Just heard from a colleague today at the University of Sydney who also suffers from MAV. I was the one who gave her a dx after she had searched for years. She overheard me one day talking about MAV and asked what it was. I then listened to her and BINGO, she was textbook material. Saw the doc who confirmed it and then was given drugs – sodium valproate.
So I left the uni months ago and hadn’t spoken to her since. Today an email arrives and she is drug-free but started doing a meditation course called sahaja yoga meditation (there’s no yoga in it) 2 months ago. Since then her life has turned around. Not 100% migraine free but no longer requires drugs. She does the meditation daily.
With that a paper came out on this exact meditation type in March – a well-designed RCT. I’ll post the paper later but you can check it out here for an abstract:
Scott, is it possible that the meds had got your friend’s MAV to a manageable level? Even if not, in two month’s time she could just be in remission. Or, the meditation may very well have helped, particularly if anxiety was a big feature of her MAV. It’s pretty well established that most types of meditation and/or relaxation techniques are good for that.
The Sahaja people, not surprisingly, claim a whole lot more. Cleansing of ‘clogged’ chakras and the ability to ‘cure’ all manner of things including epilespsy, ashthma, diabetes, cancer and schizophrenia. They do various ‘cleansing’ techniques which (again among other things) can apparantly ‘change the characteristics’ of water. I don’t know if the following quote is your language or your friend’s but it has the ring of ‘miracle cure’ and ‘convert’ about it. Red flags. — Begin quote from "scott"
Since then her life has turned around. Not 100% migraine free but no longer requires drugs.
Some great comments as usual from the skeptics! :lol:
Wino, I haven’t thrown my foot pads away. They’re like crack for me.

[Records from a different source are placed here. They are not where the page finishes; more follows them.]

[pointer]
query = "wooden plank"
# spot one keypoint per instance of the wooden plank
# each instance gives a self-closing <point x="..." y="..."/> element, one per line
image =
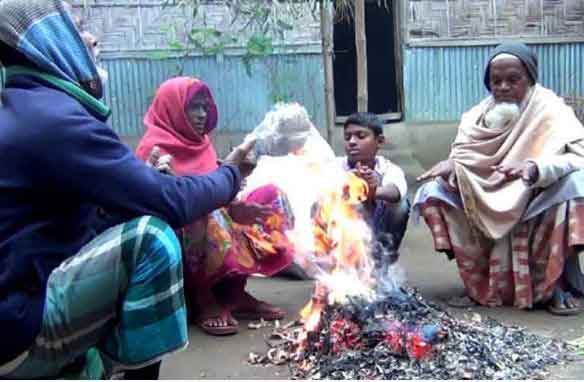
<point x="361" y="51"/>
<point x="327" y="54"/>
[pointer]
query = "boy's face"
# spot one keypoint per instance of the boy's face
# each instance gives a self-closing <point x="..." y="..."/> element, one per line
<point x="361" y="144"/>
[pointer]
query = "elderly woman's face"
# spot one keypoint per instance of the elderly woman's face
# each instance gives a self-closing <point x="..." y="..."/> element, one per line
<point x="509" y="80"/>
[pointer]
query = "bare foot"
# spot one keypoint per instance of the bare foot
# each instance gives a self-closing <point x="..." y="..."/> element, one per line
<point x="212" y="317"/>
<point x="564" y="303"/>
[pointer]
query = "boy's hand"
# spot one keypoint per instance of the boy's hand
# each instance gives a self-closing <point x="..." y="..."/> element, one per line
<point x="369" y="176"/>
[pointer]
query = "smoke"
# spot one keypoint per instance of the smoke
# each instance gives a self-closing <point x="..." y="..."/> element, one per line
<point x="327" y="212"/>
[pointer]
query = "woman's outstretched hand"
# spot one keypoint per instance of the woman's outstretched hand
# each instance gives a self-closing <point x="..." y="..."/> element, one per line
<point x="162" y="163"/>
<point x="241" y="157"/>
<point x="249" y="213"/>
<point x="441" y="169"/>
<point x="526" y="170"/>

David, yeah, interesting how the meditation group did better than just the relaxation group. I always assumed meditation was really just about relaxation. Looks like it could be more about relaxing AND switching off your brain from the non-stop monologue that has a greater impact.
Vic – yup, it comes packaged with enough woo to sink the Titanic but I think the idea is to forget all of that horse shit and just get into the meditation part and leave your chakras in the closet.

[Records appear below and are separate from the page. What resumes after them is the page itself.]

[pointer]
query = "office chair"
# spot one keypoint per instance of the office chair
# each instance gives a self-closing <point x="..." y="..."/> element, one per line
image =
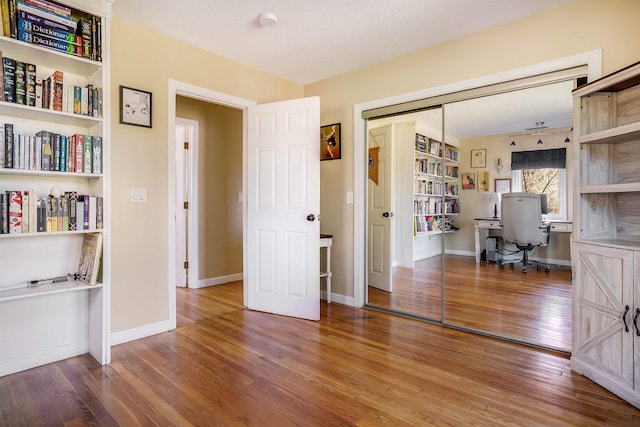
<point x="522" y="224"/>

It is possible she’s in a remission but I know her history quite well and the only time she has had periods of being migraine free are when she is on a holiday – relaxed. My guess is stress is her main trigger and not much else. She has lowered it and learned to not react to daily crap. She was never on valproate continuously but only for short hits. It worked to some degree but not brilliantly.

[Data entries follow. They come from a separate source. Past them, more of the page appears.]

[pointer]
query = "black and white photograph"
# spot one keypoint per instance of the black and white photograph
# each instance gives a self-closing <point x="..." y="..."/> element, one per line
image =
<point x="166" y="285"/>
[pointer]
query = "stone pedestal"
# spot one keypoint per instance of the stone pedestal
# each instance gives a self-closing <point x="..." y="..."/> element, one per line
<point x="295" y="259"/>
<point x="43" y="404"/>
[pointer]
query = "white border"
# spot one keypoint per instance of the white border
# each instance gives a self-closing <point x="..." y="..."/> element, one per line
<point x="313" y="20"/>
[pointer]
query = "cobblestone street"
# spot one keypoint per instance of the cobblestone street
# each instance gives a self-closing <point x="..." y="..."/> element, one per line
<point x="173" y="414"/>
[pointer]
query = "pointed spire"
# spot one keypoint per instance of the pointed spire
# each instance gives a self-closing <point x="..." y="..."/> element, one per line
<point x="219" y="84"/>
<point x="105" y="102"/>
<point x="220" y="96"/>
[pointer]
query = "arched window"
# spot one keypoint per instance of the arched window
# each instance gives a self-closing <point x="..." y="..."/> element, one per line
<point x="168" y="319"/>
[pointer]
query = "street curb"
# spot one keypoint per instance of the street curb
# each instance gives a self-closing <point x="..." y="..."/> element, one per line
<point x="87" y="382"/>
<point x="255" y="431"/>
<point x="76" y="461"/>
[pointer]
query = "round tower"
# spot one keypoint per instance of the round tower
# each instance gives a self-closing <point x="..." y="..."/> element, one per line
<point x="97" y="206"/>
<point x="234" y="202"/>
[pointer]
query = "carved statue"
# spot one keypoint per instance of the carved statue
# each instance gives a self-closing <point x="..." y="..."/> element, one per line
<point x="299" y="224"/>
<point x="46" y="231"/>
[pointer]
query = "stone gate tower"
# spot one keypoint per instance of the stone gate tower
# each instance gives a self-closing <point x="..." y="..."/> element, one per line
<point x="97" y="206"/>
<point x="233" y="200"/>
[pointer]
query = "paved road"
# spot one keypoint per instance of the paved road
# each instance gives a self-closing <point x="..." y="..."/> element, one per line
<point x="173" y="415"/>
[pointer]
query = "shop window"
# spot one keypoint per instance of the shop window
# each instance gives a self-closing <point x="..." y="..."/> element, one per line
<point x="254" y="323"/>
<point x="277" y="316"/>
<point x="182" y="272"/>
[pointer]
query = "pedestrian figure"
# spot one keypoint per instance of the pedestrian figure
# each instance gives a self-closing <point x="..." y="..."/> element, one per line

Does anyone else have this phenomenon: there are times when I seem to be able to ‘think myself’ into a heightened MAV state, for example, if I close my eyes and imagine a design pattern moving around and around in a circle, I will become very dizzy. Similarly, certain songs with repeating riffs will make me kind of dizzy and if I sing them to myself with my eyes closed they will make me dizzy. In other words, I seem to be able to voluntarily induce dizziness by putting an object before my mind in the same way that I get dizzy when a moving object is placed before my mind against my will, such as when watching, say, CNN news, and they have the camera spinning around.
Well, if this is the case, then it follows that the reverse should be true. In other words, if you can increase MAV with your mind, then you can decrease MAV with your mind. Or at least, you can decrease that portion of MAV that is generated by internal stimuli.
Unfortunately, I’ve tried mindful meditation this Spring, and while I liked it, and I enjoy meditation, it didn’t lessen my MAV. So maybe my theory is wrong!
At the APA conference just ended, a couple of the presentations–paper/colloquium, not poster–talked about using meditation, e.g. for improving cognitive function in the elderly. Sounded as though the results were pretty much the same in terms of effect size whether the meditation taught involved slowing your breath, noticing your body moment-by-moment (mindfulness), or making specific noises and waving your hands in a prescribed pattern (kirtan kriya, that one was called).